In the semi-finals for the 100-meter Owens broke the world record with a time of 10. 2 seconds but was soon dismissed due to a back wind. To put a nail in the coffin for Herr Hitler’s Aryan views, two African Americans took first and second in the 100-meter sprint. It was Owens who won first and Metcalfe who took second. This would be the first of four gold medals for the young Jesse Owens. The day after is now known as Black Tuesday due the qualify heats that Owens and two other African American teammates dominated. Owens usually excelled at the long jump, but he cut it very close in his qualifying.

He scratched his first two attempts to qualify for the finals. On his final qualifying attempt he soared to an astonishing twenty six feet. It was the first time that anyone had ever jumped twenty six feet. Owens was used to breaking records and just looked to improve on his next jumps. On Owens’s last and final jump he cleared an unheard of distance of twenty-six feet and five inches. This broke both the Olympic and World records. An Olympic record had been broken twice in one day by an African American and Hitler could not do anything to stop it.

The World is finally seeing what African American athletes are capable of. Jesse easily won his third Gold medal in the 200-meter sprint with a world record time of 20. 7 seconds. He won the crowd over with his third medal, but he would never win over Herr Hitler. The fourth and final Medal for Owens would come on the 400-meter relay team. Normally Owens did not this event, but due to an injury on the team Jesse was nominated by his teammates to run and that is exactly what Jesse did. The American team Soared to victory over the other competitors.

The “Black Auxiliaries” were running away with most of the medals for the United States track and field team with six out of ten medals. This Olympics would go down in history for political reasons concerning the Aryan race and for the records Owens broke. Owens had overcome much adversary in his life and the Olympics were what he strived for his whole life. Jesse Owens is one of America’s greatest athletes and will always be remembered for his triumphs at the 1936 Berlin Olympics winning four Gold Medals.

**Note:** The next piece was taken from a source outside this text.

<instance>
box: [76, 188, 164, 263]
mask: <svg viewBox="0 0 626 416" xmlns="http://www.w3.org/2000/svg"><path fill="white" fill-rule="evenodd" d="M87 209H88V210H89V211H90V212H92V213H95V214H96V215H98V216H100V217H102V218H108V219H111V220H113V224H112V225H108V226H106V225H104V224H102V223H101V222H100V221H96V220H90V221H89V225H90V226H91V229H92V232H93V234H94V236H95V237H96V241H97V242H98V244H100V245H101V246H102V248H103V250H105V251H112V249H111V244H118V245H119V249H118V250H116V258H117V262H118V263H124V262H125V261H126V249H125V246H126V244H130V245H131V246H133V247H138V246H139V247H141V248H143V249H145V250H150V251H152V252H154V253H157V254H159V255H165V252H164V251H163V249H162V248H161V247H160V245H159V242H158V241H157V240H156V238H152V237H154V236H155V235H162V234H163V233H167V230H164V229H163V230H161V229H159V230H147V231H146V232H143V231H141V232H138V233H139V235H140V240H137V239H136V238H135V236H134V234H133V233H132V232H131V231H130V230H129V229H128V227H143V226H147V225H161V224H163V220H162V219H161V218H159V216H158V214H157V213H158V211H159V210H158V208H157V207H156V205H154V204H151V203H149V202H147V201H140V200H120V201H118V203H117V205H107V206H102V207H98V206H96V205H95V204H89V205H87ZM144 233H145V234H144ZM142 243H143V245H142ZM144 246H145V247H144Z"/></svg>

Owens did not have the easiest road to his success because of political, legal and health problems, but he fought through them with prosperity. His various role models in life including Charles Riley, Ralf Metcalfe and Larry Snyder helped Owens overcome the racial injustices of the time and molded Owens in to the great runner he was. Owens later in life died in March of 1980 due to lung Cancer. From the small town in Alabama, to the great Olympic Games in Berlin, Germany, Jesse Owens was an amazing athlete and just as amazing individual.